The decision by US President Donald Trump to ban Chinese companies from using a US tariff loophole would hit tens of billions of dollars of trade and reduce China’s economic growth this year, according to new estimates by economists at Nomura Holdings Inc.
According to Nomura’s estimates, last year companies such as Shein (希音) and PDD Holdings Inc’s (拼多多控股) Temu shipped US$46 billion of small parcels to the US to take advantage of the rule that allows items with a declared value under US$800 to enter the US tariff-free.
Tariffs of 10 percent or more and other new costs would slash such shipments, cutting total export growth by 1.3 percentage points and reducing China’s GDP expansion this year by 0.2 percentage point, economists including Ting Lu (陸挺) wrote in a note.
Photo: AFP
The trade in small parcels grew rapidly over the past few years to take advantage of the loophole.
China officially reported about US$23 billion of those exports last year, according to a Bloomberg analysis of government data.

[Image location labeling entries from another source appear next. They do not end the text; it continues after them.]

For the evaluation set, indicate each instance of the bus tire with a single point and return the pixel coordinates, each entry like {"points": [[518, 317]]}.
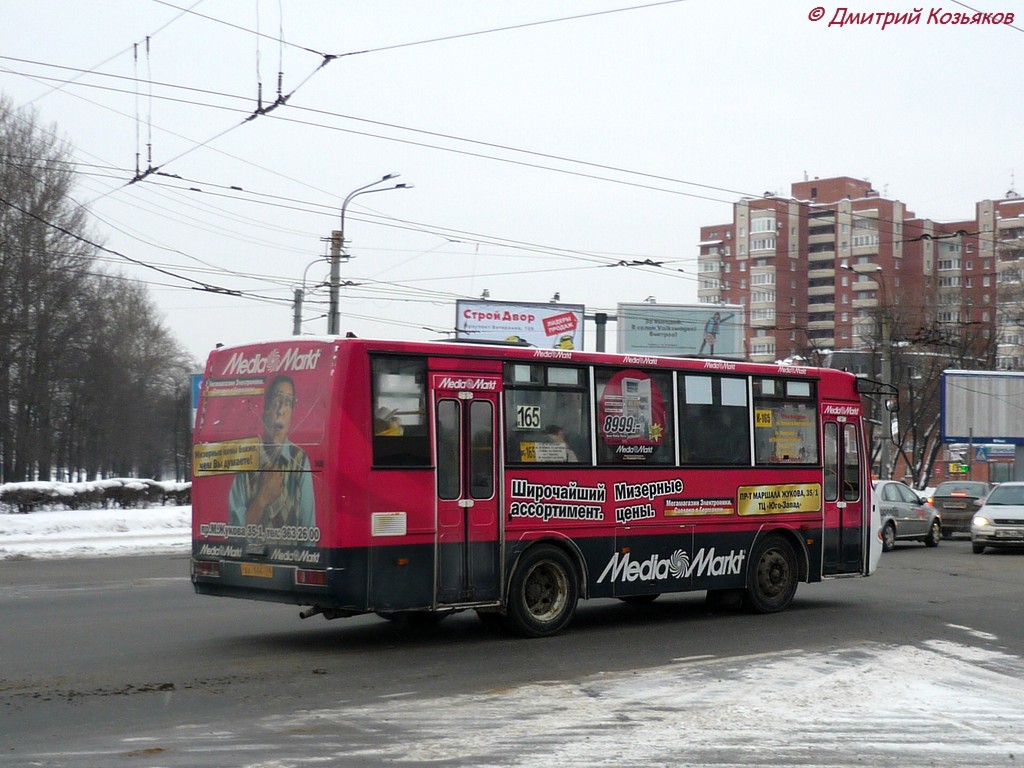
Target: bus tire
{"points": [[543, 592], [772, 576]]}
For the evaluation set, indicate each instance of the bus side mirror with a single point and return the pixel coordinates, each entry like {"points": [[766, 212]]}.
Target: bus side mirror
{"points": [[892, 406]]}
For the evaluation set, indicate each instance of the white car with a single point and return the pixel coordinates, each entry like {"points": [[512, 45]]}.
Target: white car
{"points": [[999, 519]]}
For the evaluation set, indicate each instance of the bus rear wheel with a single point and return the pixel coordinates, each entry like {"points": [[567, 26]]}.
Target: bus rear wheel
{"points": [[543, 593], [772, 578]]}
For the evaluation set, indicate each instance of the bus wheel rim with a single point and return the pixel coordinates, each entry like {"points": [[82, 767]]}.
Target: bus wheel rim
{"points": [[545, 591]]}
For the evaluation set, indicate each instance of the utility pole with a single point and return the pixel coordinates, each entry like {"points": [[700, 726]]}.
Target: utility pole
{"points": [[338, 245], [297, 313]]}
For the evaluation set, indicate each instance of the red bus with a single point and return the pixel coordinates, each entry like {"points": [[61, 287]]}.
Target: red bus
{"points": [[419, 479]]}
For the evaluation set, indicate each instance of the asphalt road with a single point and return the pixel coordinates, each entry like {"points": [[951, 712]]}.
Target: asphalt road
{"points": [[112, 662]]}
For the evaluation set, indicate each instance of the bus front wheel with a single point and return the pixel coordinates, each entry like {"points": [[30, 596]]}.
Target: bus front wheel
{"points": [[771, 582], [543, 593]]}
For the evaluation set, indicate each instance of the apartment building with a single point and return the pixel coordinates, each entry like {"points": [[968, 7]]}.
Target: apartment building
{"points": [[816, 271]]}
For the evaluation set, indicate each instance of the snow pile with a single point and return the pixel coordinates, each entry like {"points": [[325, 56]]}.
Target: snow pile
{"points": [[95, 532]]}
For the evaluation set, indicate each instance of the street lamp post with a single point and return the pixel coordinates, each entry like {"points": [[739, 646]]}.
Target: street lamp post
{"points": [[300, 294], [338, 245], [885, 455]]}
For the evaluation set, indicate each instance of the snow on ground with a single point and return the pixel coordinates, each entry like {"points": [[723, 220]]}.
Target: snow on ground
{"points": [[939, 704], [95, 532]]}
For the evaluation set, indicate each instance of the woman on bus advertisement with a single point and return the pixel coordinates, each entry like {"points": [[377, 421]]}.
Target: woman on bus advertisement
{"points": [[254, 477], [631, 417], [279, 497]]}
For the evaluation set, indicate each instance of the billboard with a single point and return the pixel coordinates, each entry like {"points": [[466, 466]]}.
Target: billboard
{"points": [[551, 326], [982, 407], [681, 330]]}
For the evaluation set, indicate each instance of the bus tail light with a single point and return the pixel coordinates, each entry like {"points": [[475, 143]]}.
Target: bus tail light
{"points": [[206, 567], [310, 578]]}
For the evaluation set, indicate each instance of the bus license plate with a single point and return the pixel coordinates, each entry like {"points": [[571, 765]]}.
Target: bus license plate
{"points": [[257, 569]]}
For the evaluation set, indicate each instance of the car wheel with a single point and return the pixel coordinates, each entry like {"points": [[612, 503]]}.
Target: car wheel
{"points": [[543, 593], [888, 538], [771, 581]]}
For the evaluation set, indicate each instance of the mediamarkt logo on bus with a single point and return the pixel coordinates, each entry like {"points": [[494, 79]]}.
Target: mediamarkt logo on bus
{"points": [[476, 384], [622, 568], [294, 359]]}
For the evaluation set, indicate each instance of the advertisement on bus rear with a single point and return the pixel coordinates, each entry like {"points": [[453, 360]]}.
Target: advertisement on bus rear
{"points": [[258, 452]]}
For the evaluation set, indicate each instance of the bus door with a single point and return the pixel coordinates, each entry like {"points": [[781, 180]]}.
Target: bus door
{"points": [[843, 494], [466, 424]]}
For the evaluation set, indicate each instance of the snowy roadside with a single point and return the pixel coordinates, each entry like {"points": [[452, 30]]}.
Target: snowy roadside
{"points": [[95, 532]]}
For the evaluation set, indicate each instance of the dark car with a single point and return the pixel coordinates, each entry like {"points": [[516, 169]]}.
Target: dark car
{"points": [[905, 516], [954, 501]]}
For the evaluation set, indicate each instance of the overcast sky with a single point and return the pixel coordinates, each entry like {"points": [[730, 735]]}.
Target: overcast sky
{"points": [[546, 141]]}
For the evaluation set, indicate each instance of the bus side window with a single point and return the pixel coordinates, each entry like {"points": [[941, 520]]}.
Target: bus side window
{"points": [[398, 408], [714, 421], [851, 464], [830, 461]]}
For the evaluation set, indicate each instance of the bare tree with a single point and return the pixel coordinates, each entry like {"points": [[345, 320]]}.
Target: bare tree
{"points": [[87, 372]]}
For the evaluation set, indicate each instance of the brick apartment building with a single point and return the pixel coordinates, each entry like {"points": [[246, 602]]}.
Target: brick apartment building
{"points": [[814, 271]]}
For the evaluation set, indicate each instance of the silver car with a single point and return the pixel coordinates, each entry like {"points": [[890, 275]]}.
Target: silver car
{"points": [[954, 501], [999, 520], [904, 515]]}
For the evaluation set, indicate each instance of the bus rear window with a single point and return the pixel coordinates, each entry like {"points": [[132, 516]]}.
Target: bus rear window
{"points": [[399, 408]]}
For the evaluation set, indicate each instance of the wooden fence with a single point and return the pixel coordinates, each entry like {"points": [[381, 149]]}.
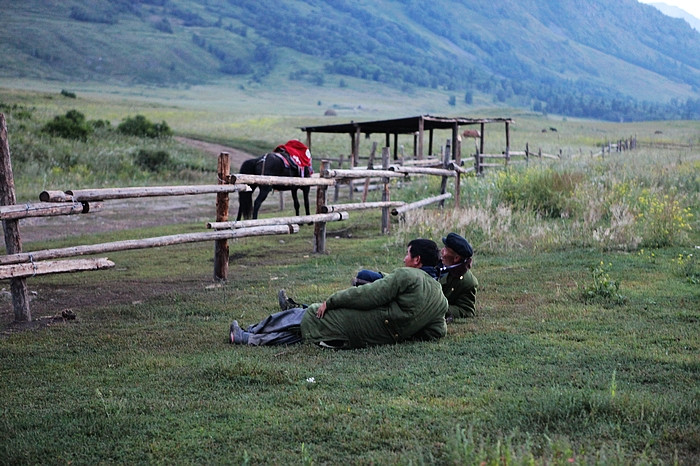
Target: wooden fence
{"points": [[18, 265]]}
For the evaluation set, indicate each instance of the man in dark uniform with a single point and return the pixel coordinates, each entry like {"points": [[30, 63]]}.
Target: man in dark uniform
{"points": [[406, 304], [459, 285]]}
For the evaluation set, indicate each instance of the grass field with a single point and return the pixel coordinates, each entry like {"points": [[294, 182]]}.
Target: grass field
{"points": [[584, 349]]}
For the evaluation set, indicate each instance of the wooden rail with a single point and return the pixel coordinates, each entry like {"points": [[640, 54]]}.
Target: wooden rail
{"points": [[154, 242]]}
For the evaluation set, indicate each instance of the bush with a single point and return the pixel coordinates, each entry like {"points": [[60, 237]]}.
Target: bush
{"points": [[546, 192], [141, 127], [152, 160], [72, 125]]}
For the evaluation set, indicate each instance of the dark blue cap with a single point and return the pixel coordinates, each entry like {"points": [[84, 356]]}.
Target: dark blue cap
{"points": [[459, 245]]}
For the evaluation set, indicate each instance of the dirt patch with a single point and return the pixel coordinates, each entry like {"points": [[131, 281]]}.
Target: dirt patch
{"points": [[50, 304], [236, 156], [127, 214]]}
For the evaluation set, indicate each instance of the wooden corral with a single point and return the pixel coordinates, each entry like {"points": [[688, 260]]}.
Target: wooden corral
{"points": [[417, 126]]}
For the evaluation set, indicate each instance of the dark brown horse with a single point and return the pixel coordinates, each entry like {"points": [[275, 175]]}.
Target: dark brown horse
{"points": [[270, 164]]}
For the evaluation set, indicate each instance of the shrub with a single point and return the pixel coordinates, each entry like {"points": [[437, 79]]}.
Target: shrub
{"points": [[546, 192], [152, 160], [140, 126], [72, 125], [603, 289], [99, 124]]}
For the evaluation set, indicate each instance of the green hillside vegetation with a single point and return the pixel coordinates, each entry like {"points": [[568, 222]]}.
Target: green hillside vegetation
{"points": [[618, 61], [584, 348]]}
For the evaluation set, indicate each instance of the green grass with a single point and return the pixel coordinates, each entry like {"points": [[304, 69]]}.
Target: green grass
{"points": [[542, 375], [538, 372]]}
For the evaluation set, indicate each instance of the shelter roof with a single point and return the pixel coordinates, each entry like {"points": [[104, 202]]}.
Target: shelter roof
{"points": [[402, 125]]}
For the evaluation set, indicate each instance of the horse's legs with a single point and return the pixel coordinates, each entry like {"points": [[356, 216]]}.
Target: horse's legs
{"points": [[305, 191], [296, 202], [264, 191], [245, 204]]}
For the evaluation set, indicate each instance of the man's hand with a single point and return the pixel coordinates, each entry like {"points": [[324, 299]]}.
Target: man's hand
{"points": [[321, 311]]}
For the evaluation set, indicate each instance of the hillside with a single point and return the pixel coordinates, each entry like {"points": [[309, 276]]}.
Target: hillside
{"points": [[614, 60], [675, 12]]}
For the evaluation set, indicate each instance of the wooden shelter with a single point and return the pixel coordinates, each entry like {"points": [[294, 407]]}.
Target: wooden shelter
{"points": [[417, 125]]}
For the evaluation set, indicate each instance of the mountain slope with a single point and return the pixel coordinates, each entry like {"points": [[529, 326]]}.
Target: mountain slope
{"points": [[675, 12], [609, 59]]}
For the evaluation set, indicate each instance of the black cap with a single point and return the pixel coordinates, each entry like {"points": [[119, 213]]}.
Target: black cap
{"points": [[459, 245]]}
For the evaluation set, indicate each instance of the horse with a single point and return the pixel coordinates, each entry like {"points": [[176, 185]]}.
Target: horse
{"points": [[270, 164]]}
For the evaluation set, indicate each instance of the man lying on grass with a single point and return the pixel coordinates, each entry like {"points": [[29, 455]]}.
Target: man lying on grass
{"points": [[458, 283], [407, 304]]}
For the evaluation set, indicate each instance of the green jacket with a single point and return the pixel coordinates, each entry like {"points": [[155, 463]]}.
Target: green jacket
{"points": [[460, 291], [406, 304]]}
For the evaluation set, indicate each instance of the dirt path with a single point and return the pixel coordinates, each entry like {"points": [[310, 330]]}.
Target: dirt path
{"points": [[237, 156]]}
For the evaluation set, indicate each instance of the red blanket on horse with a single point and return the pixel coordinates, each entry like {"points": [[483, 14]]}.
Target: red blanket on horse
{"points": [[298, 152]]}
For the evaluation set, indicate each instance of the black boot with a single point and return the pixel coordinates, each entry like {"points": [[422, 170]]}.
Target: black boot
{"points": [[286, 302]]}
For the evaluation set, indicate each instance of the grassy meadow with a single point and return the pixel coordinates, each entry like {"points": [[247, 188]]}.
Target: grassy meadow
{"points": [[584, 349]]}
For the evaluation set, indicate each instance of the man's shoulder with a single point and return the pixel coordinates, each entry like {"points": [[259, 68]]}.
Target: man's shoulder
{"points": [[467, 279]]}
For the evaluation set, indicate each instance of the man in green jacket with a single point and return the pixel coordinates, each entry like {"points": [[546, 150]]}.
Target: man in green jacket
{"points": [[458, 283], [407, 304]]}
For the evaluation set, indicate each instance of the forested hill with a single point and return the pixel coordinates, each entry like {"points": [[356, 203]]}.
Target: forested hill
{"points": [[598, 58]]}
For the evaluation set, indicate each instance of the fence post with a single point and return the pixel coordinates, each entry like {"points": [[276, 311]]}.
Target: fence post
{"points": [[385, 192], [320, 227], [445, 163], [458, 163], [370, 166], [507, 142], [221, 255], [13, 241]]}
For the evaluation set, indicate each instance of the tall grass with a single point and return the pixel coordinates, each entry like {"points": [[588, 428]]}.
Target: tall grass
{"points": [[542, 375], [606, 204]]}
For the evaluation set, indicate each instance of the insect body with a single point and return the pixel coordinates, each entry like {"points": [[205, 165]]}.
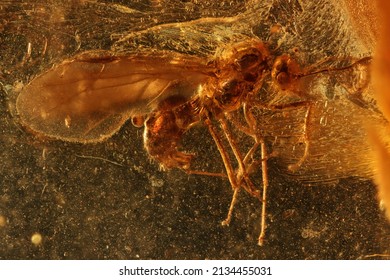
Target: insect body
{"points": [[88, 98]]}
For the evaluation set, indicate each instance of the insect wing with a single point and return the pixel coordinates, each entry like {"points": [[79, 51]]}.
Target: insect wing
{"points": [[88, 98]]}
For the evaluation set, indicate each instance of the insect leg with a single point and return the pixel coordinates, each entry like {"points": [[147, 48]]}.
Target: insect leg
{"points": [[228, 166], [295, 166], [264, 168]]}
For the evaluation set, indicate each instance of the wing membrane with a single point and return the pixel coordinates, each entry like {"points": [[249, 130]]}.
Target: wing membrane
{"points": [[89, 98]]}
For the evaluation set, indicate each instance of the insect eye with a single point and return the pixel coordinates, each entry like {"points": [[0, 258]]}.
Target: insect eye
{"points": [[229, 94], [248, 61]]}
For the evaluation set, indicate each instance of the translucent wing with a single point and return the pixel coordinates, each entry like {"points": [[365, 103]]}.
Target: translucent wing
{"points": [[89, 97]]}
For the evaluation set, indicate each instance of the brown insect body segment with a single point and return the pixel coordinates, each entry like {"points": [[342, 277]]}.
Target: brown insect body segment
{"points": [[285, 72], [164, 129], [237, 73]]}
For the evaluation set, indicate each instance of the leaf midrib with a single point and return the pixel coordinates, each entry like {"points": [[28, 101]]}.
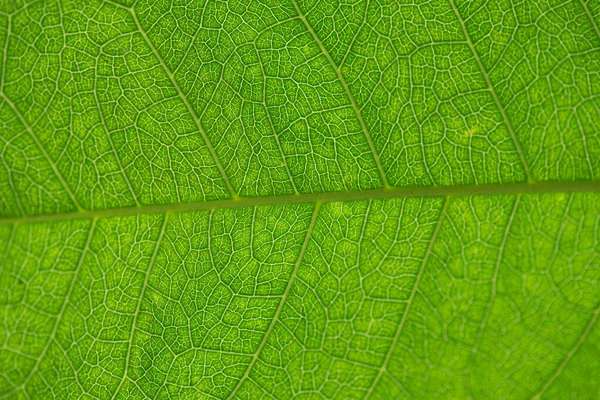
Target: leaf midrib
{"points": [[322, 197]]}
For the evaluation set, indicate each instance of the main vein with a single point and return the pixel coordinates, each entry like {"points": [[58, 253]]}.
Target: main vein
{"points": [[324, 197]]}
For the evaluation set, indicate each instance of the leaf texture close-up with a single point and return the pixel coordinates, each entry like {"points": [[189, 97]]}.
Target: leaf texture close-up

That is almost certainly an undercount, with reports that companies are shipping goods in bulk to Mexico and then breaking them down into small packages to enter the US.
That rise in package trade is one of the factors causing the widening gap between US and Chinese data on bilateral trade, as the Chinese side is counting at least some of the parcels while the US is not.
China since 2020 has reported exporting more to the US than the US reports receiving from China, an abnormal gap that widened last year to US$86 billion.
The new tariff is already causing companies to raise prices, with Chinese logistics firm SF Express (運單追蹤) on Wednesday saying it would impose a 20 yuan (US$2.74) fee on all packages shipped from China or Hong Kong, as well as taking a 30 percent tariff deposit.